New Zealand company harnesses the power of packaging

Customizable and durable tissue paper, stamps and envelopes are no problem for noissue, the global packaging solutions platform based in Tāmaki Makaurau. And he’s riding the pandemic-fueled surge in the e-commerce sector.

Have you ever unwrapped a gift with inexplicable care and attention, simply because the wrapping looked better than the gift itself? Sometimes, with the right feel and look, an unboxing can make an ordinary day feel like Christmas morning. And how about feeling justified that your luxurious and expensive skincare craze justified its own puzzle of cardboard inserts and larger boxes, all tied in a bow?

Josh Bowden and Augie Gruar, founders of global packaging solutions platform noissue, can attest to the power of packaging. Founded in late 2016 and focused on small and medium-sized businesses, noissue’s origins lie in Bowden and Gruar’s earlier efforts to capture the global eyewear market with their own small business, the premium, eco-friendly eyewear brand. environment Lewis Fredericks. They had been looking for durable packaging to arrive empty, which prompted them to make their own. But when they showed the glasses to potential resellers, they answered as many questions about the packaging as they did about the product. They realized there was a gap in the market.

With 80,000 retailers and counting, noissue enables businesses to design and customize a range of recycled, compostable or recyclable products to their own brand, order as many units as they need and receive their silk, stamps or custom mailings. , ready to wrap a customer’s online purchase. And customers are shopping online like never before – New Zealanders are shopping for a wider range of goods and in more stores, all from the comfort of their computer or phone screen. Online spending in 2019 increased by 13%; a year later, it increased by A quarter. Towards the end of 2021, it was expected to rise another 20%.

Coinciding with this surge in e-commerce, noissue has had its best two years of year-over-year growth, says Chief Operating Officer Tim Instone. “Across different industries, we’ve seen things like home goods and health and beauty really increase. People are working from home and instead of spending money going to restaurants, they care a lot more about a linen comforter set or whatever.

Five years on, noissue has grown from an initial team of four to a global employer of 130 and is financially backed by London-based Felix Capital, a “creative class venture capital firm” that backs Peleton, Deliveroo and Gwyneth. Goop from Paltrow. Instone remains that no problem had solicited the investment at all; the company had started growing so far and an Instagram direct message from Felix explained how he approached the subject. I spoke with Instone about the global packaging platform’s path to success so far.

Noissue COO Tim Instone (Picture: Supplied)

Is packaging the kind of business that’s easy to scale?

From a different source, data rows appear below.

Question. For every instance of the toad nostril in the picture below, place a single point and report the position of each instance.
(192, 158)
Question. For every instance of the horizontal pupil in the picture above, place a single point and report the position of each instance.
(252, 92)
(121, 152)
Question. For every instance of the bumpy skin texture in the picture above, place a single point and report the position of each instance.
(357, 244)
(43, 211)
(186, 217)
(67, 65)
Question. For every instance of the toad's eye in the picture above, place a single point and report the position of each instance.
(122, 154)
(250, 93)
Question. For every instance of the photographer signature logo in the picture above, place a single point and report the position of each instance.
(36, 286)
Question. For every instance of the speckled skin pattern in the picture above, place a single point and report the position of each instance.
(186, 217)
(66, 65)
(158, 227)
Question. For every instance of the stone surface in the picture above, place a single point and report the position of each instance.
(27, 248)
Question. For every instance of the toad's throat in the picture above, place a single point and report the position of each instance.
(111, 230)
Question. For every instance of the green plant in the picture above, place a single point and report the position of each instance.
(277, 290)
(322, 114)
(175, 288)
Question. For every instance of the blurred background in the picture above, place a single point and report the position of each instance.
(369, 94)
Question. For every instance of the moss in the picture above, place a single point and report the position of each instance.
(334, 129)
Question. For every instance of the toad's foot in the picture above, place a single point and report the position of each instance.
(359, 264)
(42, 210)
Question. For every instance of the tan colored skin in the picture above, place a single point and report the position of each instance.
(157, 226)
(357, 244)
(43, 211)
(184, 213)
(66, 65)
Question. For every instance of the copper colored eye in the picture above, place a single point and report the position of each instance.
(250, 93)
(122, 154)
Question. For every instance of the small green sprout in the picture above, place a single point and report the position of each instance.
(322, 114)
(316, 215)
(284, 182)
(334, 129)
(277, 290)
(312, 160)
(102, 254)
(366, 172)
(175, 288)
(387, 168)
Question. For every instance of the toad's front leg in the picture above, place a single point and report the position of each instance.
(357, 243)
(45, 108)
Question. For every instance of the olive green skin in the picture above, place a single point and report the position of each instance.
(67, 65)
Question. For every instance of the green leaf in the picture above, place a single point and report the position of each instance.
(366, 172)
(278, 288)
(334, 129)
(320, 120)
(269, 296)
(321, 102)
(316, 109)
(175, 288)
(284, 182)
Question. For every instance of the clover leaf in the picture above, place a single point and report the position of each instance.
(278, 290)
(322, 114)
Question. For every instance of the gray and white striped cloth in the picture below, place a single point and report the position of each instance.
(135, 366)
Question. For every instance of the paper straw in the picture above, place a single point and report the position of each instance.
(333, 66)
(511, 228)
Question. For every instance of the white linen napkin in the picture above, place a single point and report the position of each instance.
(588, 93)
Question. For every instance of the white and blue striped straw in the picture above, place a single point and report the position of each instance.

The traditional packaging model is all about the quoting process, proofing, cutting lines, artwork costs, shipping, manufacturing – account management, basically. We managed to disrupt that and it depends on the platform that allowed us to do that at scale. Creativity is one of our core values ​​and customization is also important, so we started with our flagship product, zero-emission fabrics, and enabled people to not only design, but also order online. And then we’ll make it into a product and ship it directly to our customer. It’s a very scalable way of doing things.

How did you manage the process of expanding into new geographies?

We were global from day one. We sold in six markets – the US, Canada, UK, EU, New Zealand and Australia – from day one. [We had] a global mindset from the start. We are an online platform so it is quite easy to manage the front side of it. Building a global team to support this kind of expansion is probably what we’ve been working on for the past five years. I was in Toronto from day one, so a quarter of our team was already overseas, and then we developed our key hubs in London, Los Angeles, Auckland and Manila to support our global customer base. It was never really a thought for us that “we’re going to need to open the door to the UK” next. It was immediate for us.

What was easy and difficult about finding scale?

The easiest part would be the product side. While launching a product isn’t easy, deciding which product to bring to market is easy because we literally ask our customers after they order what they would like to see from us next. [Something] More difficult? Scaling a business in five or six different markets, building a powerful online platform – that’s something you can’t really do overnight because it takes a lot of effort and input. We focus on growing a world-class team. I arrived after spending a year at [mobile donation services company] Pushpay in Seattle. I got a call out of nowhere from Josh about a week before I was about to go to Toronto asking if I wanted to be among them and I was like, “Hell yeah!” So from there to here, I wouldn’t say it’s been difficult, but getting to that scale and that growth took a lot of problem-solving and a lot of stuff to do.